Im just really interested, have no experience at all with venomous in captivity and we all have to start somewhere don't we. Would be good to get pointers from like minded keepers and see others collections, etc. Wishing you all the best with getting it.


----------



## STReptiles (Feb 6, 2009)

animalstorey said:


> Im just really interested, have no experience at all with venomous in captivity and we all have to start somewhere don't we. Would be good to get pointers from like minded keepers and see others collections, etc. Wishing you all the best with getting it.


There are a few pics of people venomous snake rooms on here if you dig deep, if thats what your looking at?
I know the ins and outs of a hot room etc etc, I just havent had the chance to sling a mamba round on a hook yet if you get ehat I mean 


Just kidding by the way, I wouldnt try that kind of thing lol


----------



## BenjaminBoaz (Jan 6, 2006)

Lol. 
I need a bigger house first.


----------



## STReptiles (Feb 6, 2009)

LOL yes thats my only problem at the moment too.


----------



## BenjaminBoaz (Jan 6, 2006)

The thread i was looking for was the guy that had built an outside reptile room. Really good pictures and set ups. Do you need two ways of entry to the room if it's inside the house? i couldn't do that here.


----------



## tigersnake (Sep 30, 2007)

I have my venomous room inside my house, so the inspector was happy to say my front door was my first door, and the snake room door was my second door. The snake room door had to have glass in the top half so I could see inside the door before entering, and a snake hook on the outside in case there was a snake on the floor when I looked in.
Evey district has it`s own set of slightly different rules though.
Cheers,
Brian.


----------



## Demonlude (Feb 17, 2009)

animalstorey said:


> The thread i was looking for was the guy that had built an outside reptile room. Really good pictures and set ups. Do you need two ways of entry to the room if it's inside the house? i couldn't do that here.

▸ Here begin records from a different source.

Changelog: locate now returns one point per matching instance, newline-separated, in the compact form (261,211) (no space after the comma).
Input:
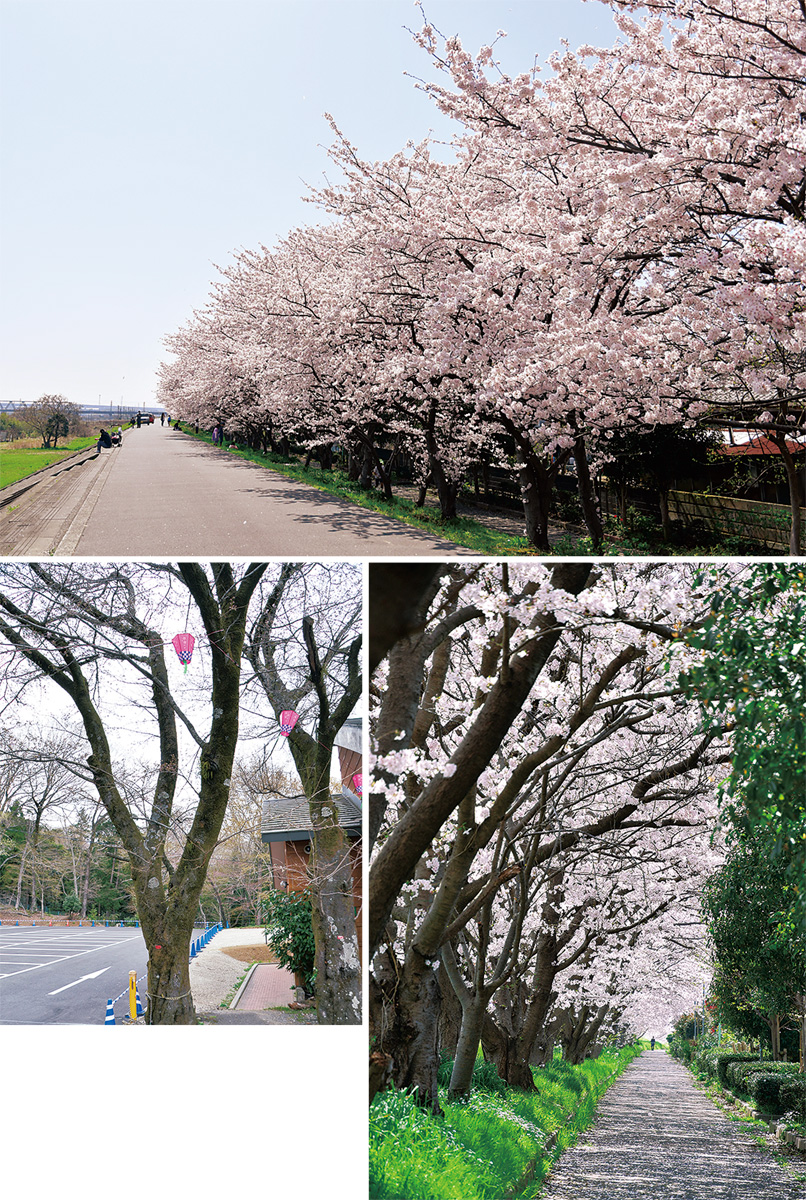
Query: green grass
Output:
(488,1145)
(462,532)
(17,463)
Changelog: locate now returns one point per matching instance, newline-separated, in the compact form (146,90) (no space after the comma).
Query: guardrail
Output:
(196,949)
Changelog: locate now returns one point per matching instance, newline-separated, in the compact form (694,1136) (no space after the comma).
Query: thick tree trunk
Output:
(338,969)
(473,1019)
(587,493)
(536,497)
(411,1033)
(797,501)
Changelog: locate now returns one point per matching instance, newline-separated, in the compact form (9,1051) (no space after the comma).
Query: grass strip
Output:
(462,531)
(493,1145)
(18,463)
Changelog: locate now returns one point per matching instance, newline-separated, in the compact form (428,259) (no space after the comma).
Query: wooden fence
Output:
(767,525)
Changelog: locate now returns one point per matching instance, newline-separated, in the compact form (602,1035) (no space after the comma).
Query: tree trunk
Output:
(536,497)
(338,967)
(797,501)
(666,523)
(587,495)
(169,976)
(410,1035)
(473,1019)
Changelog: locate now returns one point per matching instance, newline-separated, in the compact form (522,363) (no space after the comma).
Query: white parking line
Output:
(62,958)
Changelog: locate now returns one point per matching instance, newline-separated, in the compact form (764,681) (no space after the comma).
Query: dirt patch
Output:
(250,953)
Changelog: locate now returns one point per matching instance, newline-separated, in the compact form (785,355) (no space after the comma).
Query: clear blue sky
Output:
(143,141)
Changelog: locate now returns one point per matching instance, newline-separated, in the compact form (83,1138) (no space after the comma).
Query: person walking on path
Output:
(656,1135)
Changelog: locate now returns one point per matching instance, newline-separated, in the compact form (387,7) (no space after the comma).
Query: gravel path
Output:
(656,1137)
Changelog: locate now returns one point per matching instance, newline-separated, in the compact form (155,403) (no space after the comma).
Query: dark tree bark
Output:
(338,967)
(166,897)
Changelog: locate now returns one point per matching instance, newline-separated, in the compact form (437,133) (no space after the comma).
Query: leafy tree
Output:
(52,417)
(752,678)
(764,958)
(92,629)
(290,933)
(314,667)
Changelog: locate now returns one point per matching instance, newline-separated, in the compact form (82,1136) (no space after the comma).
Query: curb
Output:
(70,539)
(240,991)
(77,459)
(774,1125)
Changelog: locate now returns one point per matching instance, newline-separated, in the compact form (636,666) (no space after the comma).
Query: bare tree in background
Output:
(316,670)
(97,631)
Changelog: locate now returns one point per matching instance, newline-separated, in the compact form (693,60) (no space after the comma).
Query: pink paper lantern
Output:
(184,646)
(287,723)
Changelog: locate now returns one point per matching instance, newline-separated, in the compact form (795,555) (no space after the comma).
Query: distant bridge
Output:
(92,413)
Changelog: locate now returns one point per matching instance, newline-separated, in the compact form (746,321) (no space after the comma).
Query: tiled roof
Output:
(759,445)
(288,817)
(349,736)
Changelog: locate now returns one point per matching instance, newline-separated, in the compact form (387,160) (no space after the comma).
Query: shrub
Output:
(290,933)
(792,1096)
(765,1090)
(725,1060)
(740,1073)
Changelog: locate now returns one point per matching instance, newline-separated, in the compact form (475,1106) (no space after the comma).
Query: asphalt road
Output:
(65,976)
(168,493)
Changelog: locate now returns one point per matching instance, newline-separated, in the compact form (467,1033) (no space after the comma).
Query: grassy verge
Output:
(499,1143)
(17,462)
(467,532)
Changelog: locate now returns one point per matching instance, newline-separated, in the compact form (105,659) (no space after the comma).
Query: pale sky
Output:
(143,141)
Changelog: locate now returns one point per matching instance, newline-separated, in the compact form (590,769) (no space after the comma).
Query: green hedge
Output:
(792,1095)
(765,1090)
(725,1060)
(740,1074)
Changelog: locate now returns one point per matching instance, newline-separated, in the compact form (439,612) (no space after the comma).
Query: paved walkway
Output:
(269,987)
(657,1138)
(168,493)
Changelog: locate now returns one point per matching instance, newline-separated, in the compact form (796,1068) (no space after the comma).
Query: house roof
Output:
(349,736)
(288,817)
(759,445)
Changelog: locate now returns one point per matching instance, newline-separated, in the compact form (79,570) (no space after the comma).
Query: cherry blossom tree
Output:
(486,858)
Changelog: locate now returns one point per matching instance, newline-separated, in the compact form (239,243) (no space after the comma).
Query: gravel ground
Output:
(214,975)
(656,1135)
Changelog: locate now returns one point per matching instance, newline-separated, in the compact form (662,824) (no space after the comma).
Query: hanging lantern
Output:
(287,723)
(184,646)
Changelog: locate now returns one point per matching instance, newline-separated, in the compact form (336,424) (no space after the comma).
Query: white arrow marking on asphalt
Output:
(94,976)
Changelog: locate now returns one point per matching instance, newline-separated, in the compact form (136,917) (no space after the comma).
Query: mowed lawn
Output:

This one? http://www.reptileforums.co.uk/forums/dwa-species/459846-couple-updated-hot-room-pics.html


----------



## STReptiles (Feb 6, 2009)

tigersnake said:


> I have my venomous room inside my house, so the inspector was happy to say my front door was my first door, and the snake room door was my second door. The snake room door had to have glass in the top half so I could see inside the door before entering, and a snake hook on the outside in case there was a snake on the floor when I looked in.
> Evey district has it`s own set of slightly different rules though.
> Cheers,
> Brian.


 That simplifies things alot, wouldnt be too much work to do though really, putting in an extra door. Like a veiwing box just inside the first door.


----------